Data is everywhere, generated by increasing numbers of applications, devices and users, with few or no guarantees on the format, semantics, and quality. The economic potential of data-driven innovation is enormous, estimated to reach as much as £40B in 2017, by the Centre for Economics and Business Research.
To realise this potential, and to provide meaningful data analyses, data scientists must first spend a significant portion of their time (estimated as 50% to 80%) on “data wrangling” – the process of collection, reorganising, and cleaning data. This heavy toll is due to what is referred as the four Vs of big data:Volume – the scale of the data, Velocity – speed of change, Variety – different forms of data, and Veracity – uncertainty of data.
There is an urgent need to provide data scientists with a new generation of tools that will unlock the potential of data assets and significantly reduce the data wrangling component. As many traditional tools are no longer applicable in the 4 V’s environment, a radical paradigm shift is required. The VADA Programme Grant aims to add value to data by:
- carrying out data management tasks in an environment that takes full account of data and user contexts, and
- integrating and automating key data management tasks in a way not yet attempted, but desperately needed by many innovative companies in today’s data-driven economy.

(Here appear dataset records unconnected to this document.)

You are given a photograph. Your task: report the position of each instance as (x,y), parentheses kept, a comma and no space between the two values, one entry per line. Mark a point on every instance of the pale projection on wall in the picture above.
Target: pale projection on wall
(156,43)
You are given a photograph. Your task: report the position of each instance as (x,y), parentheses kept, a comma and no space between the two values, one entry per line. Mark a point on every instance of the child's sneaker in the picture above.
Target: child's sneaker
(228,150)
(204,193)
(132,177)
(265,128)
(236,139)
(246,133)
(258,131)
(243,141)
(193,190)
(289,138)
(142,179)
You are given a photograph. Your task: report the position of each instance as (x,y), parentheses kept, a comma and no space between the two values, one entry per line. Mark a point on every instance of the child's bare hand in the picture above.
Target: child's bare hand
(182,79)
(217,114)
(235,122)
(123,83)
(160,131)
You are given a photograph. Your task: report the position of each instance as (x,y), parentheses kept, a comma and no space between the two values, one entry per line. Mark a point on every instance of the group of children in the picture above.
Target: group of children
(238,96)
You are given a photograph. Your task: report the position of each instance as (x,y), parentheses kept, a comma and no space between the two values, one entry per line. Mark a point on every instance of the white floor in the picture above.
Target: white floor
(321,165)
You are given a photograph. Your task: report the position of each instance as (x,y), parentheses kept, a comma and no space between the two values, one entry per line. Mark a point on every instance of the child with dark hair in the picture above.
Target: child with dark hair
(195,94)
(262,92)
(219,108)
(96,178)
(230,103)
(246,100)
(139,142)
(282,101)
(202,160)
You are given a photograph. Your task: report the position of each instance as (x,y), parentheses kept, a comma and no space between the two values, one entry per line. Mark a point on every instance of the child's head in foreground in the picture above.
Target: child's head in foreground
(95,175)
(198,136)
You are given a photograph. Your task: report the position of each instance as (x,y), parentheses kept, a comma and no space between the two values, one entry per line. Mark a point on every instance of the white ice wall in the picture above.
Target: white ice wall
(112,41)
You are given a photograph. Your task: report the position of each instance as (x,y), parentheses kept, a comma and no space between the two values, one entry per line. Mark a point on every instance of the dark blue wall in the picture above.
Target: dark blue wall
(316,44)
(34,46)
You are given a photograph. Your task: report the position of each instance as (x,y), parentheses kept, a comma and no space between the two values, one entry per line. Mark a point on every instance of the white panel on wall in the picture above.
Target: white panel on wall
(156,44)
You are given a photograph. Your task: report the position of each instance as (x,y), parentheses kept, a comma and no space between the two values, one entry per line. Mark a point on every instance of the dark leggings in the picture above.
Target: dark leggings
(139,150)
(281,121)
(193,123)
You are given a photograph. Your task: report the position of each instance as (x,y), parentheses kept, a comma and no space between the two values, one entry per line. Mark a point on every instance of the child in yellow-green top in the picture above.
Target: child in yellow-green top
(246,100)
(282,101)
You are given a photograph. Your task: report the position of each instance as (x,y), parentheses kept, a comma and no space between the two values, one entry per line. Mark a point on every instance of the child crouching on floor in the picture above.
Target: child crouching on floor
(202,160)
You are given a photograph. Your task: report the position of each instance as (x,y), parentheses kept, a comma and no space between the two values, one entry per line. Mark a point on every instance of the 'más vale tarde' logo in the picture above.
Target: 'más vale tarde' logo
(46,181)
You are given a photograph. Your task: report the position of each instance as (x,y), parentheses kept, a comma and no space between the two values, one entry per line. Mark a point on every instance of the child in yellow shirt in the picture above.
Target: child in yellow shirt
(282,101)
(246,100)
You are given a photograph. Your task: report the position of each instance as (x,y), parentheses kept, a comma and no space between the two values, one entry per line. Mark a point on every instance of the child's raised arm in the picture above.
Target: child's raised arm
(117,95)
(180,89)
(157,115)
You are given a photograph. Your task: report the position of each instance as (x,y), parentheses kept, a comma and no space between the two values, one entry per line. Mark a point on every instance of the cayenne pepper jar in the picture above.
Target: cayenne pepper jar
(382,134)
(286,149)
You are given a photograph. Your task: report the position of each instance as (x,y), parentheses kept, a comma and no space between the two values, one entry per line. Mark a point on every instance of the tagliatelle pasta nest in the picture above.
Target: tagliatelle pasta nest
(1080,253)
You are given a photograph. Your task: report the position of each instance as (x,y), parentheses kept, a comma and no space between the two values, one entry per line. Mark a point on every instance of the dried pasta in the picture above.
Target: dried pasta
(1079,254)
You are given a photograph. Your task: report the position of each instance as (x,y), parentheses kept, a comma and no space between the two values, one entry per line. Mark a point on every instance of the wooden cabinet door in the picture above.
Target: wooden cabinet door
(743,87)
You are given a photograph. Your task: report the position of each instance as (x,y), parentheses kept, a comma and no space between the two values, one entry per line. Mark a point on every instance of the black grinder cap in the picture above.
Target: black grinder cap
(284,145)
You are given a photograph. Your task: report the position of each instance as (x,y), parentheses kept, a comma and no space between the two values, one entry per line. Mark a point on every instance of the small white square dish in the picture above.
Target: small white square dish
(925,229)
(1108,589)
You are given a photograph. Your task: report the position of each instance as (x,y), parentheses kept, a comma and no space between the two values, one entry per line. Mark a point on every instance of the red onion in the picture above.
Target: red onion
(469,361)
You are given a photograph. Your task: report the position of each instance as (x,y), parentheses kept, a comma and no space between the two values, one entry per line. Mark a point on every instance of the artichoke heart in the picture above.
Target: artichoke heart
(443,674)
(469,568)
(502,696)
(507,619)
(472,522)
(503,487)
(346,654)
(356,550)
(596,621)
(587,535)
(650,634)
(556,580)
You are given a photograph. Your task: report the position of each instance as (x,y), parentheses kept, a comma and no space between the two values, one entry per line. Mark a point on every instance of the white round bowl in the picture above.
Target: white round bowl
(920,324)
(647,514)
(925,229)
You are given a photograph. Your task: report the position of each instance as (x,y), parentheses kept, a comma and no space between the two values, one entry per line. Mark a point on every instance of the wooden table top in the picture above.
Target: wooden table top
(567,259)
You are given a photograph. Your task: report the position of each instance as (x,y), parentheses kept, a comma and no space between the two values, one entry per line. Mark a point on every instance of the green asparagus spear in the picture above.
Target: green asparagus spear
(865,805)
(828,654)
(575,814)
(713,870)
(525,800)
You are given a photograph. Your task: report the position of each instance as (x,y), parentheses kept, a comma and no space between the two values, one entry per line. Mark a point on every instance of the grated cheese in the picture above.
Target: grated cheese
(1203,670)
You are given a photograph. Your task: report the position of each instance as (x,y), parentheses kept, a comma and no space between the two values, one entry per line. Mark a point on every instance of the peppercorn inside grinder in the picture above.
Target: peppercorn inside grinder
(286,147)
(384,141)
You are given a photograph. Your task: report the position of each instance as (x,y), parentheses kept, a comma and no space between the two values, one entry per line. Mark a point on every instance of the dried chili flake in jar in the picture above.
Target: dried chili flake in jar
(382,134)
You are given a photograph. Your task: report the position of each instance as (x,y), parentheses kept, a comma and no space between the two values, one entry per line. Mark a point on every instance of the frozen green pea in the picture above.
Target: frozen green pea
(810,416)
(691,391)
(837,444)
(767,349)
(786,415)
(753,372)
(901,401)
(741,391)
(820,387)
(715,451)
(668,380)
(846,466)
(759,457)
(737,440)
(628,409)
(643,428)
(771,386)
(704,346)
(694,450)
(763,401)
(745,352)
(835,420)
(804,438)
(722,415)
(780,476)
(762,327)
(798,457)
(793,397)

The VADA research programme will define principles and solutions for Value Added Data Systems, which support users in discovering, extracting, integrating, accessing and interpreting the data of relevance to their questions. In so doing, it uses the context of the user, e.g., requirements in terms of the trade-off between completeness and correctness, and the data context, e.g., its cost, provenance and quality. The user context characterises not only what data is relevant, but also the properties it must exhibit to be fit for purpose.